In summary, preliminary studies have indicated the potential for antibody-based tests primarily with positive samples from experimental infection trials, limited numbers of samples from naturally-infected cattle, and in certain instances, with un-blinded sample sets. Large-scale field trials are required to clearly define serological test accuracy, especially in direct comparison to CMI-based tests. Testing should include samples from appropriate populations of animals, as test accuracy may be impacted by environmental and host factors such as disease prevalence, nutrition, handling, stress, environmental mycobacterial exposure, and parasite burden. Effects of PPD administration for TSTs (e.g. CFT versus CCT, time after TST, tuberculin source and dose) on serological test results should also be considered. As with TST and IFN-γ -based assays, serological test performance will likely vary considerably between field test sites; thus, multiple studies at varying locales may be required. More details for antibody-detection assay are included in the supporting information.

Research Tests

Potential for new readouts of infection

New research tools are rapidly emerging for the characterization of bovine immune responses. Numerous primer sets are available for characterizing bovine cytokine/chemokine/transcription factor/etc. responses to bTB via real-time PCR techniques (Thacker et al., 2007) and bovine immune microarrays (Coussens and Nobis, 2002; Tao et al., 2004; McGuire and Glass, 2005; Almeida et al., 2007; Machugh et al., 2009).
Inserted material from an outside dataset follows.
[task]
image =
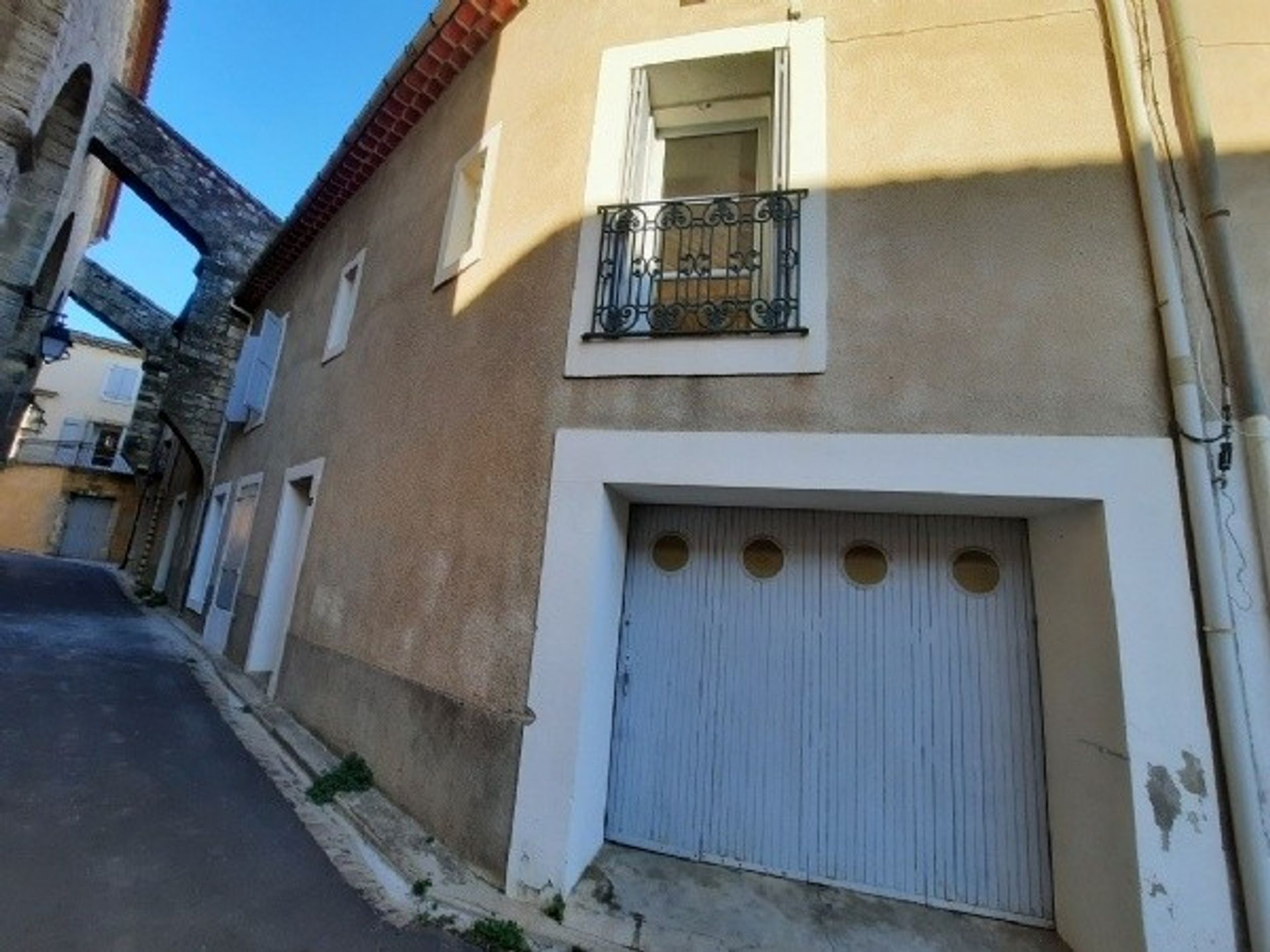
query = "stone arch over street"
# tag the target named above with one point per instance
(31, 252)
In addition, strategies for sequencing transcriptomes are being developed (Thacker, T., and Vordermeier, H.; unpublished results). The development of bovine cytokine and chemokine multiplex systems detecting several parameters in a single sample (Coad et al., 2010) raise the possibility to enhance sensitivity and/or specificity of antemortem cellular immunity diagnostic systems based on parameters like IL-10. The increased availability of monoclonal antibodies recognizing bovine cytokines also provides the opportunity to intervene in assays such as the IFN-γ assay to overcome modulating effects of cytokines such as IL-10 to increase sensitivity as has been demonstrated by Denis et al. (2007) for bTB and by Buza et al. (2004) in the case of Johne’s disease. Such reagents and read-out systems may also be useful to counter the observed potential loss of sensitivity of TH1-cell-mediated diagnostic systems (like TST and IFN-γ assays) reported recently in the case of experimental Fasciola hepatica/M. bovis co-infections (Flynn et al., 2009). Thus, further cellular immunity-based tests may offer opportunities to improve test sensitivity in certain indications.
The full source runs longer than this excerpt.